Age-Related Reduction in Hippocampal Neuronal Number and Diminished Neurogenesis in Juvenile Cnr1−/− Mice.
To test whether increased neuroinflammation in Cnr1−/− mice is accompanied by a loss of neurons, we compared the number of neurons in the hippocampus, striatum, cingulate, and retrosplenial granular cortex between Cnr1+/+ and Cnr1−/− littermates. In good accordance with our previous data (26), we found an age-dependent reduction in neuronal numbers in the hippocampus (Fig. S3 A and B), but not in other brain areas (Fig. S3C). The genotype difference in the number of principal neurons seemed to increase with age. In the CA1 region, the cell density was reduced by 9.5% in 2-mo-old and by 17.9% in 12-mo-old Cnr1−/− mice compared with Cnr1+/+ mice. The low level of neurogenesis in Cnr1−/− animals (30) could contribute to the reduction of the neuronal numbers in this strain. To test this possibility, we compared neurogenesis between Cnr1+/+ and Cnr1−/− mice by quantifying BrdU-labeled neurons in the dentate gyrus. In the 2-mo-old age group we found 48% fewer BrdU-positive cells in the null mutants, indicating a reduced neurogenesis (Fig. S4). However, 5- and 12-mo-old mice showed a similar low level of neurogenesis, suggesting that the initial genotype difference in neurogenesis disappears with aging. Thus, the difference in neurogenesis does not play a significant role in the age-dependent reduction of neuronal number in animals lacking the CB1 receptor.
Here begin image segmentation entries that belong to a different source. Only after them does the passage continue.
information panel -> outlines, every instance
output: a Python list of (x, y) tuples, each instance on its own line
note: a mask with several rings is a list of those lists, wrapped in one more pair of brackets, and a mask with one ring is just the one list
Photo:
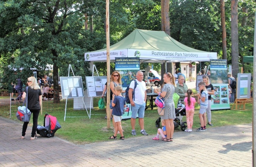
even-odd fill
[(107, 76), (86, 77), (88, 97), (101, 96), (107, 82)]
[(251, 74), (237, 74), (236, 98), (250, 98), (251, 95)]
[(83, 97), (82, 77), (60, 77), (62, 98)]

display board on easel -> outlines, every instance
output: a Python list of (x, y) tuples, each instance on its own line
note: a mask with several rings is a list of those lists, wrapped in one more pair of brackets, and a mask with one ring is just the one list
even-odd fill
[[(232, 106), (232, 109), (235, 106), (234, 110), (248, 110), (245, 109), (245, 103), (250, 97), (251, 74), (237, 74), (236, 90), (236, 98)], [(242, 108), (240, 108), (241, 105)]]
[[(69, 76), (69, 71), (71, 69), (72, 73), (74, 77)], [(85, 104), (83, 98), (84, 95), (84, 89), (83, 87), (83, 82), (81, 77), (75, 76), (74, 71), (71, 67), (71, 65), (69, 64), (69, 73), (68, 77), (60, 77), (61, 87), (62, 93), (63, 98), (66, 99), (66, 104), (65, 106), (65, 114), (64, 115), (64, 121), (66, 120), (66, 117), (87, 117), (86, 116), (66, 116), (67, 111), (67, 102), (68, 98), (80, 98), (84, 103), (84, 105), (85, 107), (85, 110), (87, 113), (88, 116), (90, 117), (88, 111), (85, 106)]]
[(107, 82), (107, 76), (86, 77), (85, 79), (88, 97), (101, 96)]
[(82, 77), (60, 77), (59, 80), (62, 98), (84, 96)]

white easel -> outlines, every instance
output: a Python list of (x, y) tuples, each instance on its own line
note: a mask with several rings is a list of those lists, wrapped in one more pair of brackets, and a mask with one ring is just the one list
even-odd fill
[[(94, 65), (93, 65), (93, 66), (94, 66)], [(75, 76), (75, 74), (74, 74), (74, 72), (73, 71), (73, 70), (72, 69), (72, 67), (71, 67), (71, 64), (69, 64), (69, 74), (68, 74), (68, 77), (69, 76), (69, 72), (70, 72), (69, 70), (70, 70), (70, 69), (71, 69), (71, 70), (72, 71), (72, 73), (73, 74), (73, 75), (74, 77)], [(98, 72), (97, 72), (97, 73), (98, 73)], [(87, 112), (87, 115), (88, 115), (88, 116), (89, 117), (89, 118), (90, 118), (90, 114), (91, 114), (91, 109), (90, 109), (90, 116), (89, 116), (89, 113), (88, 113), (88, 111), (87, 110), (87, 109), (86, 108), (86, 106), (85, 105), (85, 104), (84, 103), (84, 97), (77, 97), (77, 98), (82, 98), (82, 100), (83, 100), (83, 102), (84, 103), (84, 107), (85, 107), (85, 110), (86, 110), (86, 112)], [(64, 116), (64, 121), (66, 120), (66, 117), (67, 117), (67, 118), (68, 118), (68, 117), (69, 117), (69, 118), (76, 117), (87, 117), (87, 116), (67, 116), (67, 117), (66, 117), (66, 111), (67, 111), (67, 101), (68, 101), (68, 99), (67, 99), (67, 98), (66, 98), (66, 106), (65, 106), (65, 115)]]
[[(93, 64), (93, 77), (94, 76), (94, 68), (95, 69), (95, 71), (97, 72), (97, 74), (98, 75), (98, 76), (99, 76), (99, 73), (98, 72), (98, 71), (97, 70), (97, 69), (96, 68), (96, 66), (94, 64)], [(89, 119), (91, 119), (91, 110), (92, 109), (92, 99), (93, 97), (91, 97), (91, 101), (90, 102), (90, 116), (89, 116)], [(95, 114), (92, 114), (92, 115), (95, 115)], [(100, 115), (100, 114), (96, 114), (96, 115)], [(100, 114), (101, 115), (101, 114)]]

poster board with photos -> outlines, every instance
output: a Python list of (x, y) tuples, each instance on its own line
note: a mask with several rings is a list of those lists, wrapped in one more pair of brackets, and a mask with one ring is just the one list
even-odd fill
[(62, 98), (84, 97), (82, 77), (60, 77)]
[(107, 76), (86, 77), (85, 79), (88, 97), (101, 96), (107, 82)]

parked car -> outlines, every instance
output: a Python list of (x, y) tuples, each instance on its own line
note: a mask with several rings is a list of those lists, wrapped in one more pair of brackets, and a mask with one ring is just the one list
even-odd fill
[(146, 86), (148, 86), (150, 85), (150, 81), (149, 79), (145, 79), (144, 78), (142, 80), (146, 83)]

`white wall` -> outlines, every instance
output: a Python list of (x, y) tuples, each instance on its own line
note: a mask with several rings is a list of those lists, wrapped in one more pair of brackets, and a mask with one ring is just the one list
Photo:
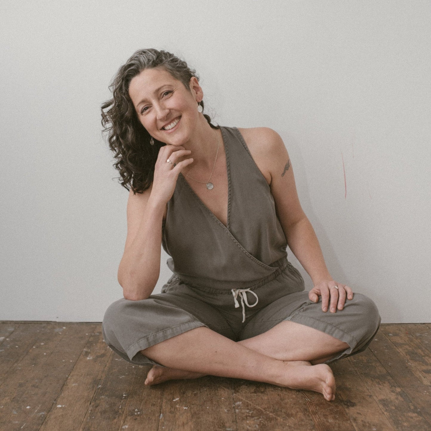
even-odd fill
[(100, 106), (155, 47), (197, 69), (216, 122), (280, 134), (336, 280), (384, 322), (431, 321), (429, 2), (65, 3), (0, 3), (0, 319), (100, 322), (122, 297)]

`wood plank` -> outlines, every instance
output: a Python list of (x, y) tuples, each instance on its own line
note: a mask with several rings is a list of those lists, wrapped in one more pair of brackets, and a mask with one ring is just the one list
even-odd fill
[(380, 331), (404, 356), (407, 365), (414, 367), (422, 383), (431, 384), (431, 353), (403, 326), (385, 325)]
[(159, 430), (237, 430), (231, 379), (214, 376), (174, 380), (165, 386)]
[(138, 369), (113, 351), (110, 354), (79, 431), (119, 429)]
[(429, 425), (416, 406), (369, 348), (348, 359), (394, 429), (430, 430)]
[(49, 325), (46, 323), (18, 323), (13, 327), (10, 324), (7, 325), (6, 331), (8, 329), (14, 330), (10, 331), (9, 336), (5, 337), (0, 348), (0, 386), (16, 364), (36, 345)]
[(238, 431), (316, 429), (302, 391), (242, 379), (232, 384)]
[(15, 322), (0, 322), (0, 347), (5, 339), (15, 330), (19, 325)]
[(124, 409), (120, 430), (153, 431), (158, 429), (165, 390), (163, 384), (144, 384), (151, 365), (132, 365), (137, 368), (133, 386)]
[(355, 427), (339, 400), (327, 401), (317, 392), (303, 391), (316, 431), (354, 431)]
[(418, 323), (409, 325), (406, 330), (415, 337), (424, 348), (431, 352), (431, 324)]
[(87, 329), (50, 322), (41, 331), (34, 348), (14, 365), (0, 387), (0, 429), (39, 429), (87, 343)]
[(428, 382), (424, 384), (421, 374), (404, 359), (384, 333), (375, 338), (369, 348), (431, 426), (431, 385)]
[(332, 362), (331, 367), (337, 384), (335, 400), (342, 404), (355, 429), (394, 429), (348, 358)]
[(58, 431), (60, 423), (61, 431), (75, 431), (84, 421), (112, 352), (100, 325), (89, 324), (86, 331), (88, 341), (40, 431)]

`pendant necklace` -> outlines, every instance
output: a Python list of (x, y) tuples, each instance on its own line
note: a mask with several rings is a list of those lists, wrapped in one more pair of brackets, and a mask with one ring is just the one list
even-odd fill
[(184, 175), (187, 175), (189, 178), (191, 178), (191, 179), (194, 181), (197, 181), (198, 183), (206, 183), (206, 188), (209, 190), (212, 190), (212, 189), (214, 188), (214, 185), (209, 182), (209, 180), (211, 179), (211, 175), (212, 175), (212, 172), (214, 172), (214, 168), (216, 167), (216, 162), (217, 161), (217, 154), (219, 154), (219, 148), (220, 147), (220, 138), (219, 137), (219, 134), (217, 132), (216, 132), (217, 134), (217, 139), (219, 140), (219, 145), (217, 147), (217, 153), (216, 153), (216, 160), (214, 160), (214, 166), (212, 166), (212, 170), (211, 171), (211, 175), (209, 175), (209, 178), (208, 178), (208, 181), (200, 181), (199, 180), (195, 180), (194, 178), (192, 178), (190, 175), (187, 175), (187, 174), (184, 173)]

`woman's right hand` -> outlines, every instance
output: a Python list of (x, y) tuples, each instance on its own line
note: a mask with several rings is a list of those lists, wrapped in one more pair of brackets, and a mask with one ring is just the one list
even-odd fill
[[(152, 198), (164, 204), (168, 203), (174, 194), (180, 172), (193, 162), (192, 158), (184, 159), (190, 156), (191, 152), (182, 145), (167, 144), (160, 147), (154, 167)], [(175, 166), (167, 162), (168, 159)]]

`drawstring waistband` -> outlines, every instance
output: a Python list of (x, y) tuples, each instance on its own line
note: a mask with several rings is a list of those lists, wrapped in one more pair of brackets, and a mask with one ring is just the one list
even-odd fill
[[(250, 288), (248, 289), (231, 289), (231, 291), (232, 292), (232, 294), (234, 295), (234, 300), (235, 301), (235, 308), (237, 308), (240, 306), (240, 304), (238, 303), (238, 300), (237, 299), (238, 295), (239, 295), (240, 298), (241, 305), (243, 307), (243, 323), (244, 323), (245, 322), (245, 308), (244, 306), (244, 303), (245, 303), (247, 307), (251, 308), (256, 305), (259, 300), (259, 298), (257, 297), (257, 295), (253, 290), (250, 290)], [(250, 305), (247, 300), (247, 292), (250, 292), (250, 293), (253, 294), (256, 297), (256, 302), (253, 305)]]

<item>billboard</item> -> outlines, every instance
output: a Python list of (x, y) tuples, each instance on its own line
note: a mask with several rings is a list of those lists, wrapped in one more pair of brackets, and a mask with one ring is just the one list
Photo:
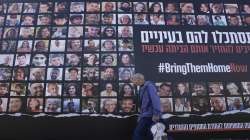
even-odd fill
[(0, 13), (1, 113), (137, 114), (135, 72), (173, 130), (193, 128), (183, 114), (249, 113), (247, 1), (6, 0)]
Age-Related Learning and Memory Deficit in Cnr1−/− Animals in the Water Maze Test.
Because glial activation and neuronal loss were most prominent in the hippocampus, we next asked whether they influence hippocampal function. We therefore tested the performance of Cnr1+/+ and Cnr1−/− littermates in the Morris water maze (MWM) test, a behavioral paradigm that is highly dependent on hippocampal function (31). In the acquisition phase, we assessed the spatial learning and memory abilities of the mice, whereas on the reversal phase, we investigated the flexibility of memory (Fig. S5A). This study revealed that 2-mo-old Cnr1−/− mice have a superior learning ability, because they learned the platform location significantly faster than their WT littermates in both phases of the test (Fig. 2). At the age of 5 mo, Cnr1−/− mice still showed the same performance as their wild-type littermates in the acquisition phase. However, they demonstrated significant deficits in learning a new platform position. Twelve-month-old Cnr1−/− mice showed significantly impaired performances in both phases of the test (Fig. S5B). To further investigate the relationship between the learning deficit and enhanced glial activity, we tested 12-mo-old Cnr1+/+ and Cnr1−/− mice in the Y-maze test. In this model, working memory performance is mostly dependent on the activity of the prefrontal cortex (32), an area largely spared from the neuroinflammatory changes. The ratio of spontaneous alternations, an indicator of working memory strength, did not differ between the genotypes (59.16 ± 1.81 in Cnr1+/+ vs. 57.71 ± 1.24 in Cnr1−/− mice; Fig. S5C).
Neuroinflammation and Neuronal Loss Are Not the Consequence of Epileptic Seizures.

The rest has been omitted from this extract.